Google Fit’s strengths lie in its simplicity. It’s the app version of a basic activity tracker; it keeps track of your simplest health metrics and not much more.
- Social components: The central aspect missing from Google Fit is a social platform. Other popular fitness apps, like Strava, emphasize community. Reaching out to a community of like-minded people to help you along your fitness journey can be extremely helpful for some users.
- Built-in training programs or coaching: Google Fit also lacks native training plans and structured programs.

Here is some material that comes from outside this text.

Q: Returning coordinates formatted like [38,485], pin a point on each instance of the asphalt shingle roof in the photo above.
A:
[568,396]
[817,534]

The app pushes workout videos from YouTube, rather than providing guided plans or adaptive coaching.
- Long-term activity analysis: Google Fit shows trends for metrics like weight, heart rate, Move Minutes, and Heart Points, but offers fewer long-term insights for individual workouts.
- Built-in nutrition or hydration tracking: You can manually track your weight, but nutrition and hydration must be handled through third-party apps.
- Web interface: Google shut down the Google Fit web interface in 2019, leaving the mobile app as the only way to access your data.
Some of these missing features are instead handled by Fitbit and third-party apps, with data often shared back to Google Fit via Health Connect.
Overall, Google Fit is simple, clean, and compatible with many other fitness and health apps. Move Minutes and Heart Points are genuinely useful metrics to help people get and stay healthy. Whether it’s the app for you will likely depend on what type of athlete you are and whether or not you’re already invested in another app.
FAQs
Google Fit only tracks your steps if given permission. It can also pull your step count from other connected devices like a Fitbit. If you track steps using your smartphone, Google Fit will use onboard sensors to measure your steps.
If you manually start an exercise, the data should be reasonably accurate. The automatic workout detection is less accurate, as it may not start right when you begin your workout. Overall, the accuracy will depend on your device. If you have an issue tracking your activity, visit our Google Fit common problems and solutions guide for tips.
Yes. Downloading and using the Google Fit app is completely free.
You can absolutely use Google Fit without a smartwatch. You will need to input workouts manually.
To use Google Fit on your Galaxy Watch, download Google Fit trackers from the Play Store on your device. You can use Health Connect to sync the data.